'The time for denial is over'
Blame shifts away from Liverpool’s fans, plus the rest of our weekly briefing
Dear readers — we hope you enjoyed the long weekend. This week’s briefing carries an important update about the attempts to smear Liverpool fans after the Champions League Final. We also feature a great piece about how University of Liverpool research has inspired an urban gardening project in London, two Irish film screenings at FACT and an extremely viral haunted chair on Smithdown Road…

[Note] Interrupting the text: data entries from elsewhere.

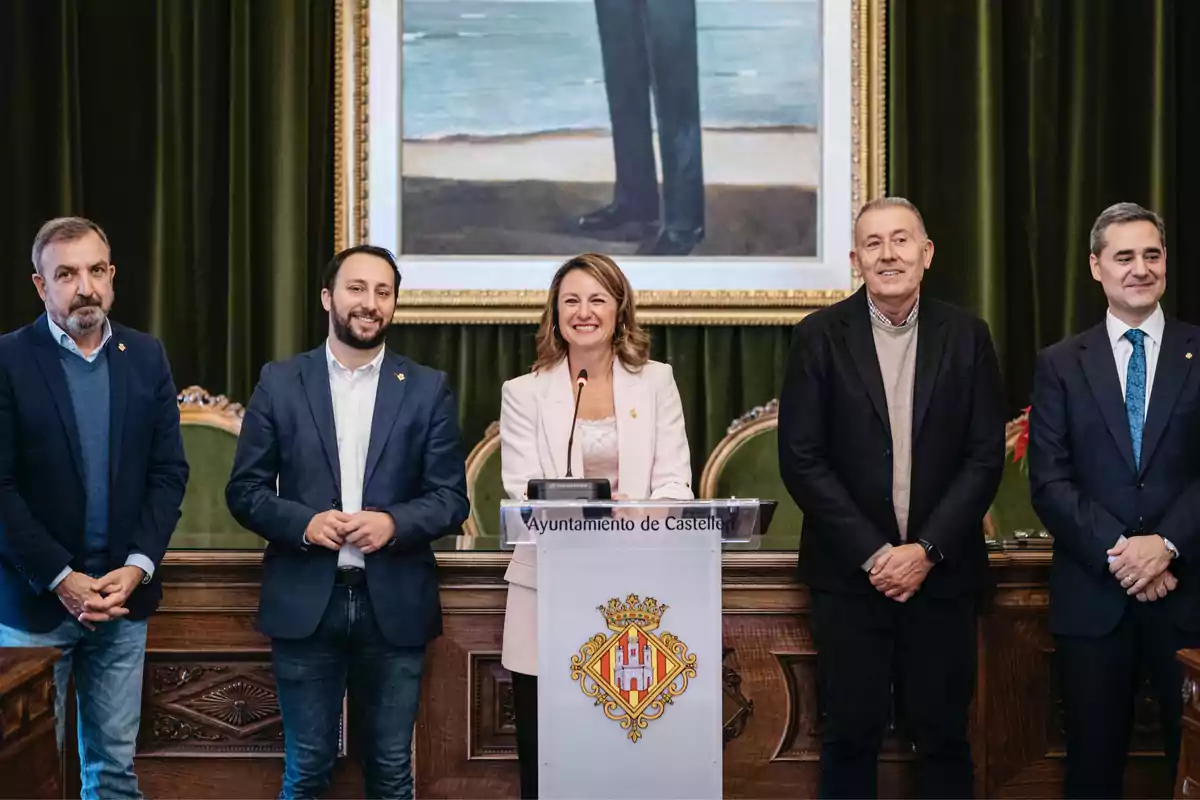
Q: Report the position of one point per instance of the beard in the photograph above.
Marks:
(85, 316)
(346, 335)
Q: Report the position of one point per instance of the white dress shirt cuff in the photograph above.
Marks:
(869, 563)
(58, 579)
(139, 560)
(1170, 546)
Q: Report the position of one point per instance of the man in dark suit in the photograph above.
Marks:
(649, 47)
(349, 464)
(892, 443)
(91, 482)
(1115, 476)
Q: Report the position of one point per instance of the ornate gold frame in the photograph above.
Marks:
(690, 307)
(475, 461)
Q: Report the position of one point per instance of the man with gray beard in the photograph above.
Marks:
(91, 480)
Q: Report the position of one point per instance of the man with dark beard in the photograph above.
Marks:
(349, 464)
(91, 480)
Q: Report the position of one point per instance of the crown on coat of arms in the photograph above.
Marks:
(646, 613)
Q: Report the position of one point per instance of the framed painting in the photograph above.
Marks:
(717, 149)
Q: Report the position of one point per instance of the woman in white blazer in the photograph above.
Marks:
(630, 429)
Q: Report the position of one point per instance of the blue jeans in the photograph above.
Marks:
(347, 654)
(107, 668)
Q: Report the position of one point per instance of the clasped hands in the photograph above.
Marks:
(1139, 564)
(899, 571)
(367, 530)
(99, 600)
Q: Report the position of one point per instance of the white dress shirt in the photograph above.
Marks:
(1122, 348)
(354, 392)
(64, 341)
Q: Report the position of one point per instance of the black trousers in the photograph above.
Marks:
(525, 709)
(651, 44)
(1099, 679)
(924, 648)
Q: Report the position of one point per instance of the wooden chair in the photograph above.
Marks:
(210, 426)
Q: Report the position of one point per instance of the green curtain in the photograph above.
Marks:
(199, 136)
(721, 371)
(199, 133)
(1013, 125)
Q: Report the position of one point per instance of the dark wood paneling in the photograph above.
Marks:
(29, 753)
(211, 723)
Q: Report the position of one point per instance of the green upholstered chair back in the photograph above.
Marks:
(209, 427)
(485, 487)
(1012, 515)
(745, 464)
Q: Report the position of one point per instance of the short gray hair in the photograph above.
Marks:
(64, 229)
(891, 203)
(1120, 214)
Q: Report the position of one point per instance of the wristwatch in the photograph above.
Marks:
(931, 552)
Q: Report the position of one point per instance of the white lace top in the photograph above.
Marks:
(598, 443)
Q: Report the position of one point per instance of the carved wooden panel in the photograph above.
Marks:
(1020, 714)
(492, 727)
(802, 738)
(217, 705)
(463, 741)
(29, 756)
(736, 707)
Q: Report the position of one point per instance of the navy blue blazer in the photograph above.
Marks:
(42, 497)
(1084, 483)
(414, 473)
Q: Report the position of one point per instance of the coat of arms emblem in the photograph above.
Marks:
(634, 673)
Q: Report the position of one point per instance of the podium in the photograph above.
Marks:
(629, 641)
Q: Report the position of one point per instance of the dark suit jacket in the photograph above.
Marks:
(414, 473)
(1084, 483)
(835, 445)
(42, 497)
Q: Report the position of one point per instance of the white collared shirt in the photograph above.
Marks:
(1122, 348)
(354, 392)
(883, 318)
(64, 340)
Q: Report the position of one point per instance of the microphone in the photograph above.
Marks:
(581, 380)
(569, 487)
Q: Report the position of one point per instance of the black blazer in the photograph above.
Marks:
(42, 495)
(1086, 489)
(414, 473)
(835, 445)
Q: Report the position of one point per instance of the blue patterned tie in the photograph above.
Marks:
(1135, 391)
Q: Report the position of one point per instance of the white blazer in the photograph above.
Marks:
(535, 425)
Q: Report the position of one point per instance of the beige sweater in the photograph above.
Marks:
(897, 350)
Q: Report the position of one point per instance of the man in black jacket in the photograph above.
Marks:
(1115, 475)
(892, 443)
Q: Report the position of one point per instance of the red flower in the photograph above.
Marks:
(1023, 437)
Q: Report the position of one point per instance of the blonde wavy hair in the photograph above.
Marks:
(630, 342)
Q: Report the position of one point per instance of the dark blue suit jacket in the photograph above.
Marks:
(1085, 486)
(42, 498)
(414, 473)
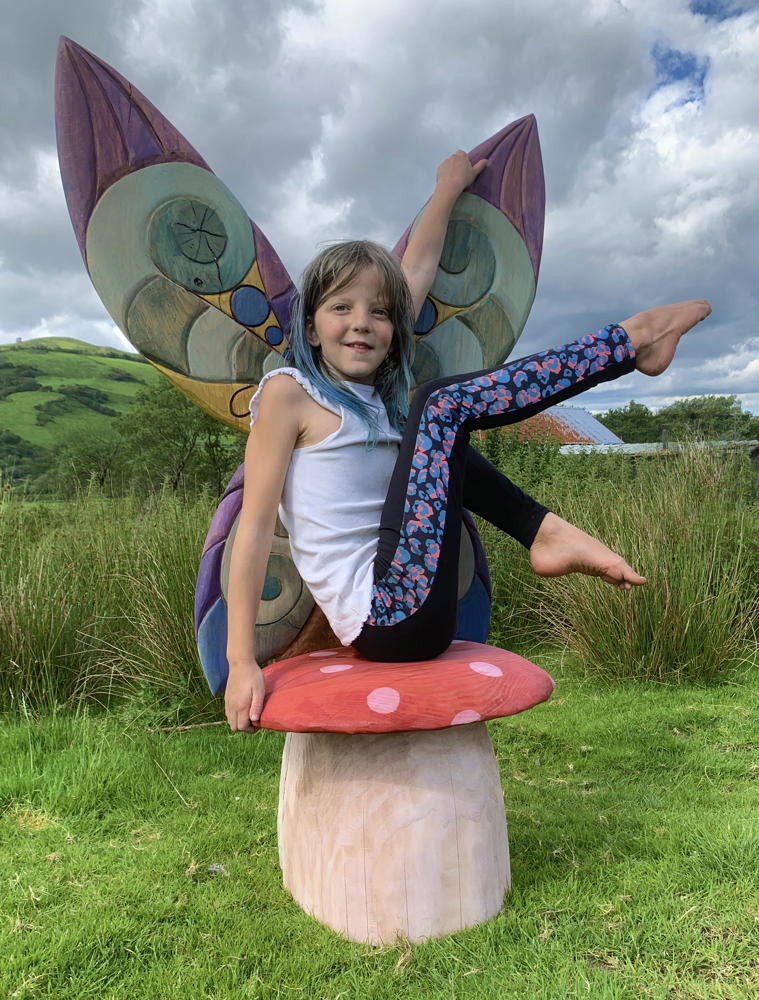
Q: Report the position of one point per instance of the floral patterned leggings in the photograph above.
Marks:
(413, 606)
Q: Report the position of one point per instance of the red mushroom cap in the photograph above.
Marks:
(337, 691)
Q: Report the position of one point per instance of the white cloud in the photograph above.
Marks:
(328, 119)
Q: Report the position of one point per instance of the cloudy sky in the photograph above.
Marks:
(327, 119)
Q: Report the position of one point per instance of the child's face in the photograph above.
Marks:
(353, 328)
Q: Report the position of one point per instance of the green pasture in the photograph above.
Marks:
(140, 860)
(66, 362)
(139, 834)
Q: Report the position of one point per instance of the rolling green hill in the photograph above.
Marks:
(53, 388)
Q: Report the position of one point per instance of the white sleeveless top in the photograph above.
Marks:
(331, 505)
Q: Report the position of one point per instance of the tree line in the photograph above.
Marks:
(708, 418)
(165, 441)
(162, 441)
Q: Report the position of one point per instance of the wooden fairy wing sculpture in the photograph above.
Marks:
(485, 285)
(198, 290)
(196, 287)
(186, 275)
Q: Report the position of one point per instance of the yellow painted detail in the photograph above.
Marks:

Our weekend read was a fascinating piece about the enduring myths of the infamous Stone Roses gig in Widnes in 1990. Gareth Lloyd writes: “Spike Island has been called everything from a ‘shambolic mess’ to ‘Woodstock for the Baggy generation’, its legacy repeatedly rewritten with each passing year; the picture becoming more vivid and vague at the same time.” In case you missed it, read that piece here.
⛅️ This week’s weather
The big story: The exoneration of Liverpool’s fans in Paris
Top line: “The time for official denial is over, the time for apologies must be imposed,” says Richard Bouigue, deputy mayor of the 12th arrondissement of Paris. European football governing body UEFA, the French government and the police are now on the defensive about what happened after the Champions League final, and journalists who have been fact checking the fake ticket claims (that suggested Liverpool fans were to blame for the chaos) have found them to be largely bogus.

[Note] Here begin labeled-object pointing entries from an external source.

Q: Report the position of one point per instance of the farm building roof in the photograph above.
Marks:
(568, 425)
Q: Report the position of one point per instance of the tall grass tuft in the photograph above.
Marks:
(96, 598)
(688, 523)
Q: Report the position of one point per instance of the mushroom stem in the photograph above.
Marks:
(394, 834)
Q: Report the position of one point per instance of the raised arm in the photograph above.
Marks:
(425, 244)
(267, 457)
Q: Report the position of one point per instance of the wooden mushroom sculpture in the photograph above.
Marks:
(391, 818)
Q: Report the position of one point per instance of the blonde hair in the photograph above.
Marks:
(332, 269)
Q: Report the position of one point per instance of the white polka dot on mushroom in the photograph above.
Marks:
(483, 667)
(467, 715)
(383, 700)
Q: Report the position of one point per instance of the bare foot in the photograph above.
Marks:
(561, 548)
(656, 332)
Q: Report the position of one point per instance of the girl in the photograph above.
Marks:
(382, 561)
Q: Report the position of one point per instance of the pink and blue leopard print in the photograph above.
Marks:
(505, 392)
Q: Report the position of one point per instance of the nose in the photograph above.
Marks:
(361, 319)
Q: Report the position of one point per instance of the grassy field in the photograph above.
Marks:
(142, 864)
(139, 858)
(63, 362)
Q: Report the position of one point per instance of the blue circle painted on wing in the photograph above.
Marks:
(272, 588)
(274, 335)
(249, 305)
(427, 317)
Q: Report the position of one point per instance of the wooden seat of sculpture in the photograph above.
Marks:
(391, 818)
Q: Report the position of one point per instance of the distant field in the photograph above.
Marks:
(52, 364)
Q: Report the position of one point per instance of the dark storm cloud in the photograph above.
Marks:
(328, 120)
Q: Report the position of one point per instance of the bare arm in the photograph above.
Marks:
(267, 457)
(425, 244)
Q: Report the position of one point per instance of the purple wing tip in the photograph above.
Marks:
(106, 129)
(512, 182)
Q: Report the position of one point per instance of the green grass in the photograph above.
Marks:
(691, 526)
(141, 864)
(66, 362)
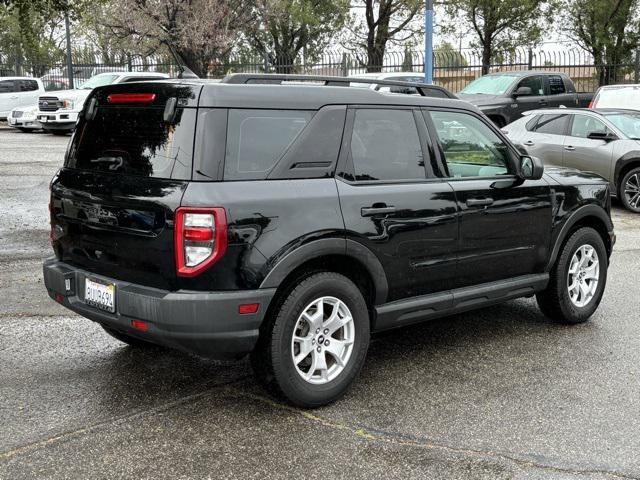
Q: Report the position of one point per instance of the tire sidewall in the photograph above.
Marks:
(292, 384)
(582, 237)
(623, 197)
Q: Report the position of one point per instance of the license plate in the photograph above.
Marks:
(100, 295)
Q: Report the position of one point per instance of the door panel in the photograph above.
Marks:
(584, 153)
(507, 235)
(413, 232)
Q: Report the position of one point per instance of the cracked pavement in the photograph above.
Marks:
(501, 393)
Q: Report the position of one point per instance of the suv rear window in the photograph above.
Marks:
(257, 139)
(135, 141)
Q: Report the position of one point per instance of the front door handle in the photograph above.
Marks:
(479, 202)
(375, 210)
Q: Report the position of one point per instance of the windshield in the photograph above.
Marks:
(489, 85)
(627, 123)
(98, 81)
(623, 97)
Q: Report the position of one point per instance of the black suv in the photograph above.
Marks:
(291, 220)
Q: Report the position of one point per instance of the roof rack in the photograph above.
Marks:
(328, 81)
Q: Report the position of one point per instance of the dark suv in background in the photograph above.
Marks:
(292, 220)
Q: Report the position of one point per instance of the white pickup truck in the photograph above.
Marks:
(58, 110)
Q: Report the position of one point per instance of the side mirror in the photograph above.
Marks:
(600, 135)
(523, 92)
(531, 168)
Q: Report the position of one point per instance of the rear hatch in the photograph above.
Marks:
(126, 169)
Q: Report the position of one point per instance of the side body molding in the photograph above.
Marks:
(330, 246)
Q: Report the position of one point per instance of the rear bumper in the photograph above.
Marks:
(204, 323)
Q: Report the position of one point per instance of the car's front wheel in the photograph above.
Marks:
(315, 346)
(577, 280)
(630, 190)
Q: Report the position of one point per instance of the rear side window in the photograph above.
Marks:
(135, 141)
(553, 124)
(8, 86)
(257, 139)
(385, 146)
(556, 85)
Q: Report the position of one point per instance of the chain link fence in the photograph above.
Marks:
(453, 69)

Fact check: It was suggested by France’s interior minister Gérald Darmanin at a news conference last Monday that 70% of tickets (between 30-40,000) were fake and that this was the “root cause” of the chaos, which saw Liverpool and Real Madrid fans being pepper sprayed by French police in a near crush at the turnstiles. A New York Times investigation has revealed the exact number of fake tickets was 2,589. This is three times higher than the usual number of forgeries at a UEFA match, but significantly lower than Darmanin’s claims.

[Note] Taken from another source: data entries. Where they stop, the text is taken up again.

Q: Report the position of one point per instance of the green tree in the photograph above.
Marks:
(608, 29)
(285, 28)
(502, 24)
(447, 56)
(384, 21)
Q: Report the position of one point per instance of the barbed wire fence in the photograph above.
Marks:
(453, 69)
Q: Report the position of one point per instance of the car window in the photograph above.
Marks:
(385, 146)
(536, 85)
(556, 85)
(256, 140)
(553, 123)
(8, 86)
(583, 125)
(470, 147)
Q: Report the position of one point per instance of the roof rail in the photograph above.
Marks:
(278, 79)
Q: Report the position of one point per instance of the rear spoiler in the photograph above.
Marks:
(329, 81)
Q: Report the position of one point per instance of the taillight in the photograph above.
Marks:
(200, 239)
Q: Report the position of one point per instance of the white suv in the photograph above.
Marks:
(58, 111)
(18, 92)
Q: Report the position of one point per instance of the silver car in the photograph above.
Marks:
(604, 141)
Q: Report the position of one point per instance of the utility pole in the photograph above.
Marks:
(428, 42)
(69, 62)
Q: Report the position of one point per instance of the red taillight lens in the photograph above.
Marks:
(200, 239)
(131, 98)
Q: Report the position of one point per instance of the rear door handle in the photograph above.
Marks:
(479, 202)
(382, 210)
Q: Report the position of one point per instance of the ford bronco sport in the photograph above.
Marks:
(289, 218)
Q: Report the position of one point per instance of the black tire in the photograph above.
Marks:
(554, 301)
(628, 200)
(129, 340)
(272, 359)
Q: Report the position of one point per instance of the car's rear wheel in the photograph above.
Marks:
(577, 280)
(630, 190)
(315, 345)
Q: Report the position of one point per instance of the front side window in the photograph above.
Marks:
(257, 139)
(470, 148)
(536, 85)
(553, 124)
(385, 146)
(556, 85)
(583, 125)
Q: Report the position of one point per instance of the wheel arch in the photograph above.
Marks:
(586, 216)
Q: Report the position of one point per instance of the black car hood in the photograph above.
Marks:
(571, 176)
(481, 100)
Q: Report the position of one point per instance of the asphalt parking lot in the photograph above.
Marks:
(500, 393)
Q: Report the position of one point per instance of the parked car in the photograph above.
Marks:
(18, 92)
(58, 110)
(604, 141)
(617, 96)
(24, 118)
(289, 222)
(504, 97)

Preconceptions about Liverpool supporters seem to be part of what was driving the heavy police response and the immediate stance from the French government. Sports minister Amélie Oudéa-Castéra suggested at a hearing in front of the French senate law committee last Wednesday that Liverpool fans posed “a very specific risk” to public safety, but didn’t expand on what she meant.
Some context: In The Construction of Images of People and Place: Labelling Liverpool and Stereotyping Scousers, politics lecturer Philip Boland writes that when the League Cup and FA Cup were hosted in Cardiff while Wembley Stadium underwent refurbishment between 2000 and 2006, there was a “significant degree of social stereotyping, albeit with a comic bent. On several occasions friends of this author mischievously suggested they were planning to park their cars in the nearby city of Newport to avoid criminal damage, predicted rising crime levels in Cardiff city centre with ‘Scousers in town’ and not forgetting the almost incessant mimicking of ‘calm down’.”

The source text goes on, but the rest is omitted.